Vous avez peut-être entr’aperçu quelques images de la tournée chilienne de Ségolène Royal, au côté de Michelle Bachelet. La comparaison entre ces deux femmes politiques était des plus instructives.
Ségolène Royal s’envole vers les sommets, c’est un fait. Il faut reconnaître que sur le plan médiatique (on disait naguère: sur le plan des apparences), cela ne manquerait pas d’allure. La dame, encore juvénile, est belle et photogénique sans faire ancien mannequin reconverti dans le business politique.

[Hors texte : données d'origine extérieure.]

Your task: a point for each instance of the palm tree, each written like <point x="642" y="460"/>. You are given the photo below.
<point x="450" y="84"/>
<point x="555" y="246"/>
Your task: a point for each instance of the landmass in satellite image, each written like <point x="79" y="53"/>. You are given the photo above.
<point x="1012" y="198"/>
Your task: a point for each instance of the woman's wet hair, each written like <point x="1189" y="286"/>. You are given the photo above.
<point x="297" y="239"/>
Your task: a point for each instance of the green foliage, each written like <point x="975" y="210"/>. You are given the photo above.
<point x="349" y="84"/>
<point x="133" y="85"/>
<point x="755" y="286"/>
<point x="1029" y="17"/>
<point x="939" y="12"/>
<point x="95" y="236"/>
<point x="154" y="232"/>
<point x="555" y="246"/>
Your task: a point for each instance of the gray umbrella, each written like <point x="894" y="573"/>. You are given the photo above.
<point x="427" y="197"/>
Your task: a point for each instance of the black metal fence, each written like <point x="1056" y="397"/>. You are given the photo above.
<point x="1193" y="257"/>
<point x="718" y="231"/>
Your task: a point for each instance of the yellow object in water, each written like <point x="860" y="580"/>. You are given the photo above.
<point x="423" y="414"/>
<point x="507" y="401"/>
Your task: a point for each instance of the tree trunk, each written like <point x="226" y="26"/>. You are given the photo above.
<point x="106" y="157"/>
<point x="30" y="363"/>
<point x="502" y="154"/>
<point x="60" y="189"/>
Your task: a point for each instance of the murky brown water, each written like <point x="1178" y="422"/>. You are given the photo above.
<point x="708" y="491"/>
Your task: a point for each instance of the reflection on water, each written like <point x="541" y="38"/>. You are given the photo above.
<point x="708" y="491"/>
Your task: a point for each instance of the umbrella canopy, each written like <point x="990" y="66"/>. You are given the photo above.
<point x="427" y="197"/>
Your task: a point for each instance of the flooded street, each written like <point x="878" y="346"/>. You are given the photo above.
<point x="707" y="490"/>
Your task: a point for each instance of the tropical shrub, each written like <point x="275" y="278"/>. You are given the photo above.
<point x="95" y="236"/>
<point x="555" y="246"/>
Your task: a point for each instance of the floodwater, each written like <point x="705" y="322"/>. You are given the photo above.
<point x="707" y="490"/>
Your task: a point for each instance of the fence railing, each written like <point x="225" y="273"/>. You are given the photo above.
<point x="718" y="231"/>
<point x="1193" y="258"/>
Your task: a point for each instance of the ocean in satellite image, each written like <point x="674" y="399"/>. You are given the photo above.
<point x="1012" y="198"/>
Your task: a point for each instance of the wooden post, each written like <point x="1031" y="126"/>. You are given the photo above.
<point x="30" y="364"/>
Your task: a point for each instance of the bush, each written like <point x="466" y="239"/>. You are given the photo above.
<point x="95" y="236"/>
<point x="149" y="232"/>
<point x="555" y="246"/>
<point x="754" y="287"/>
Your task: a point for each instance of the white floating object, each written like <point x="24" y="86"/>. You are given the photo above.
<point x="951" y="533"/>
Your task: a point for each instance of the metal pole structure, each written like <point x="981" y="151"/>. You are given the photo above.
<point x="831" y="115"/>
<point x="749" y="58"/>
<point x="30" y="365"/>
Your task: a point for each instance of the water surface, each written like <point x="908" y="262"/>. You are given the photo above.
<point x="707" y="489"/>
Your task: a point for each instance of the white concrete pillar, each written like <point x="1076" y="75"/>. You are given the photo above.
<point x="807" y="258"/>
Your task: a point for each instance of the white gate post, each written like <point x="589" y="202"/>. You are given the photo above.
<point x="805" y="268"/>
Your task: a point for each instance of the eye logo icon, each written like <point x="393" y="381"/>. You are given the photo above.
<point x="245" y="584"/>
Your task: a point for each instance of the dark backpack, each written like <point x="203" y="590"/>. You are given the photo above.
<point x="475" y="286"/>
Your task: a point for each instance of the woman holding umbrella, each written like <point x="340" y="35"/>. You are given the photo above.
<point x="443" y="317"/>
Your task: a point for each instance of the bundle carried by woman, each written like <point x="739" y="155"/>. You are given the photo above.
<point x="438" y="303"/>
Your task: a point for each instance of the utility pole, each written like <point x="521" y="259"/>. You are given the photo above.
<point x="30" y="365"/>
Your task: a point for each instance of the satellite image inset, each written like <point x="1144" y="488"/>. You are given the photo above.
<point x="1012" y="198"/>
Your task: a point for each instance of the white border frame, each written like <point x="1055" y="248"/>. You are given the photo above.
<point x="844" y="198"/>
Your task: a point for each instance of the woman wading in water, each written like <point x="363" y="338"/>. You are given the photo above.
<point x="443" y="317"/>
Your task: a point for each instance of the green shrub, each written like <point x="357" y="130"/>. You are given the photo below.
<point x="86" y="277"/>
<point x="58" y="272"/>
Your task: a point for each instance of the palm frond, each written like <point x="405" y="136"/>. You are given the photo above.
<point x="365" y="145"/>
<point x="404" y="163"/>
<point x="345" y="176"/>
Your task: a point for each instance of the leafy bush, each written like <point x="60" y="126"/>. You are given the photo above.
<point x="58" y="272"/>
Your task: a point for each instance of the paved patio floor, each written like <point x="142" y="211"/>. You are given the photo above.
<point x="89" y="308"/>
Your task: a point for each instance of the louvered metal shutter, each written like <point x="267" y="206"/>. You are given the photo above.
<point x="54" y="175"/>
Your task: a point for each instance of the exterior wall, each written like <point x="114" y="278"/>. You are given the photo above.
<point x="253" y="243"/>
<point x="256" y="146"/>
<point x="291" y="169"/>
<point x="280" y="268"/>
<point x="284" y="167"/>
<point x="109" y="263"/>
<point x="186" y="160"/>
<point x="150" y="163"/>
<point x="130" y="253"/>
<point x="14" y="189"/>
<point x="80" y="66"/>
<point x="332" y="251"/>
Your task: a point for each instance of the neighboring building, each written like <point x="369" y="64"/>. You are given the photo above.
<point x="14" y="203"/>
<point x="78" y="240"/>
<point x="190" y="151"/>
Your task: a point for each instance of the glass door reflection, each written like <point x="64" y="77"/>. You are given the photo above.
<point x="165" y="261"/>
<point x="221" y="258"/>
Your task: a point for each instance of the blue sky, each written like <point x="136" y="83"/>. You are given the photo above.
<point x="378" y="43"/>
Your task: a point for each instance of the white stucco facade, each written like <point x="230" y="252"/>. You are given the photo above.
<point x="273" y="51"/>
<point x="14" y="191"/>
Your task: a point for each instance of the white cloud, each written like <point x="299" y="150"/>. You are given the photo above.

Portant bien une élégance de bon aloi, coulée dans le bronze du bcbg, le regard franc, direct et altier, elle inspire ce type de confiance qui, selon le proverbe, lui ferait donner le bon Dieu sans confession.
Si l’on suit Sartre, qui prétendait quelque part que l’on a la gueule qu’on mérite, il faut reconnaître qu’elle a mieux géré son passage à la maturité que son mari. Alors que ce dernier s’est, au fil des ans, construit un look de politicien genre IIIe République et France profonde, costume trois pièces et cassoulet, elle s’est hardiment tournée vers la modernité.

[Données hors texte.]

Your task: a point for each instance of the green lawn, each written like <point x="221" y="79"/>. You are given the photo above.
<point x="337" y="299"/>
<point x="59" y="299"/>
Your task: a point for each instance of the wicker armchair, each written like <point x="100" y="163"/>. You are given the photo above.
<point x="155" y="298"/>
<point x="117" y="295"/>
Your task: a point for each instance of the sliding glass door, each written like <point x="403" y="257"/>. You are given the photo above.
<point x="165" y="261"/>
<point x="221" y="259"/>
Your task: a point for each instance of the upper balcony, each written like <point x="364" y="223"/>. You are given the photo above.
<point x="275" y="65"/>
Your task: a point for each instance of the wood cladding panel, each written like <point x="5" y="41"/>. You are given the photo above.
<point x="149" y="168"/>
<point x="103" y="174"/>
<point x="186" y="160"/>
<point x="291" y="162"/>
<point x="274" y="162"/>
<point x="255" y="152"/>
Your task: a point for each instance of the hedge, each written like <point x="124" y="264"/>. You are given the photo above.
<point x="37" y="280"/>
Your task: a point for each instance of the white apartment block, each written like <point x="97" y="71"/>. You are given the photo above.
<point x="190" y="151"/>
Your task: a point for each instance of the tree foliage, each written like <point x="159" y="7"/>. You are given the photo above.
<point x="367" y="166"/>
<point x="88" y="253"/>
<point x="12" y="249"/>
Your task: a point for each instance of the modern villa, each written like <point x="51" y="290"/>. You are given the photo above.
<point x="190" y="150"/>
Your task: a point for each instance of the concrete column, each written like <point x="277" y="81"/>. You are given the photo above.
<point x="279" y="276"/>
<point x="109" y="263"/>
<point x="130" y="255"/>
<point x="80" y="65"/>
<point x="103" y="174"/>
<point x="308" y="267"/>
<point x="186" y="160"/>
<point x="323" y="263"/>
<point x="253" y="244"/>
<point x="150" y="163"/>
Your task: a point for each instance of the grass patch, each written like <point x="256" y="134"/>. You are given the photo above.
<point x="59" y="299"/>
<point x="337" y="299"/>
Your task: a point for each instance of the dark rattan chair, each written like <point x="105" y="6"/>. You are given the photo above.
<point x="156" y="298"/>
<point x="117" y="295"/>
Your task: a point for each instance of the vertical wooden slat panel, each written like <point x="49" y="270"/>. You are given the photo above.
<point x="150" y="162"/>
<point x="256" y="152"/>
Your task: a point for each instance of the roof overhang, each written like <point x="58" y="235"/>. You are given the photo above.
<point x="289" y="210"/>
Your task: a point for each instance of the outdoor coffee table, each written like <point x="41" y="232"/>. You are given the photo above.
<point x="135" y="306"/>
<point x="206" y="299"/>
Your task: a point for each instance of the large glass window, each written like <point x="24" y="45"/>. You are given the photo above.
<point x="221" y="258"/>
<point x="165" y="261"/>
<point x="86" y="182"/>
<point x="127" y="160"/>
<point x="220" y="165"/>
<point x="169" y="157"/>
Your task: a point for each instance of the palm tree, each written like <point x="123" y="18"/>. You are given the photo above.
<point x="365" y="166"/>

Elle assume sans complexe les attributs de la femme dans le vent (fitness et petites graines) ne craignant pas de faire peuple: un coup de rouge à l’occasion d’une campagne électorale au comptoir d’un bar-tabac devant une demi-douzaine de caméras, avant d’entraîner ces mêmes caméras dans son douillet chez soi pour y exhiber une progéniture conséquente.
Vous avez peut-être comme moi entr’aperçu quelques images de la tournée chilienne de la candidate à la candidature. Lors des conférences de presse communes, la comparaison entre ces deux femmes politiques était des plus instructives.
Touriste très intéressée, Ségolène ne cessait de répéter devant des micros et caméras à usage franco-français qu’elle ne dirait rien de sa candidature ni des sondages qui la portent parce qu’elle était là pour soutenir sa camarade Michelle.
Mais son visage — radieux, éclatant, illuminé d’un bonheur profond — démentait le propos, disant au contraire sa joie d’être assise en égale à côté d’une future présidente.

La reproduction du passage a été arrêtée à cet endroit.